Pierre fell silent and gripped Amelia’s hand before answering.
“I don’t know, he says maybe never.”
“But your parents might need you!”
“They know I’ve got family here, Aunt Irina, Uncle Georgi... If my parents protest then they could take action against my aunt and uncle, so the powers-that-be are probably expecting them to say nothing.”
“Pierre, you’re a French citizen, let??
?s go to the French Embassy.”
“They won’t even let us get close; according to Vasiliev, they’re following me.”
“But you haven’t done anything wrong... What else did Vasiliev say to you?”
“That they might interrogate me and that I should be ready for it; there are people who don’t survive interrogation.”

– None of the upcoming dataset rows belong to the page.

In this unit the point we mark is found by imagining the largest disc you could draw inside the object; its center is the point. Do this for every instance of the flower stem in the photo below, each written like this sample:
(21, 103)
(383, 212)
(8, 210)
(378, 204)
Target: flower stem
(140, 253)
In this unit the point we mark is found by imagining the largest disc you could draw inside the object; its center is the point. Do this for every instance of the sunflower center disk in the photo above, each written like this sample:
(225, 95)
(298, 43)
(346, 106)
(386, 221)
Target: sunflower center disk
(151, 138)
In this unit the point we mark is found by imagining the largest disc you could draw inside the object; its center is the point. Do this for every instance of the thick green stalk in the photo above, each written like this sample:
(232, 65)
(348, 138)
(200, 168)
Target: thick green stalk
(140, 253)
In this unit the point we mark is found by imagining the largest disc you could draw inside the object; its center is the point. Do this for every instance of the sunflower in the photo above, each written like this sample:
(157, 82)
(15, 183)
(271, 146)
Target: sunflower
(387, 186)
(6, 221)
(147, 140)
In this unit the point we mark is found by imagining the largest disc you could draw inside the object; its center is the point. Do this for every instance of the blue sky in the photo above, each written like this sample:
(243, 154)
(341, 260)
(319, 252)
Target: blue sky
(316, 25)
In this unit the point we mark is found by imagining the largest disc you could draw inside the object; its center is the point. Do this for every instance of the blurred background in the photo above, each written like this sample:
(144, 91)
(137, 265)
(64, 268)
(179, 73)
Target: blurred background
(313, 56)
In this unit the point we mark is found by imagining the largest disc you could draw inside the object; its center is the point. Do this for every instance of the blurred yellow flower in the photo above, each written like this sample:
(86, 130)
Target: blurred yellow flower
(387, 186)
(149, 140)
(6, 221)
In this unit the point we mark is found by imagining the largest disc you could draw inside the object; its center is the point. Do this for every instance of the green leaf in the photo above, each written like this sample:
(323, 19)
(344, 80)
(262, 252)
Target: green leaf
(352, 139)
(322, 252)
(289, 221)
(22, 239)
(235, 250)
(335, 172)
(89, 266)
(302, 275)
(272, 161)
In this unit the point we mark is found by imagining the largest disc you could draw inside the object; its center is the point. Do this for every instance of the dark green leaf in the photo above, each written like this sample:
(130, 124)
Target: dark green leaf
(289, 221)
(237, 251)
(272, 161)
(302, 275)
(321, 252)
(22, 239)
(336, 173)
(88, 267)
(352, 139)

“No, Pierre, they can’t do anything to you, they can’t torture a French citizen. As for me... I’m Spanish. They can’t keep us here against our will. I want us to go. You’ve come as they asked you, if you’d done anything against the Soviet Union then we wouldn’t be here, so they’ve got no cause to mistrust you. It’s they who deceived you with this story about the congress of intellectuals in June.”
“Don’t talk so loudly, or Mikhail and Anushka will hear us,” Pierre asked.
“You shouldn’t be afraid of them.”
“But I am afraid of them, and you should be afraid too. Don’t think that Anushka is your friend, she’s only trying to get information out of you.”
Ivan Vasiliev was right. One afternoon, when Pierre was getting ready to leave work, two men came up to him.
“Come with us, Comrade,” one of the two men ordered him.
“Where to?” Pierre asked, trembling.
“We’ll ask the questions, you just obey.”
Pierre was in the cells at the Lubyanka for three days and three nights without anyone telling him why he was there. Then, on the fourth day, two men took him up to an interrogation room where a short but tough-looking man, with sparse hair and an icy gaze, was waiting for him.
The man pointed him to a chair and went on reading some papers that were on the table in front of him. These few minutes of silence seemed eternal to Pierre.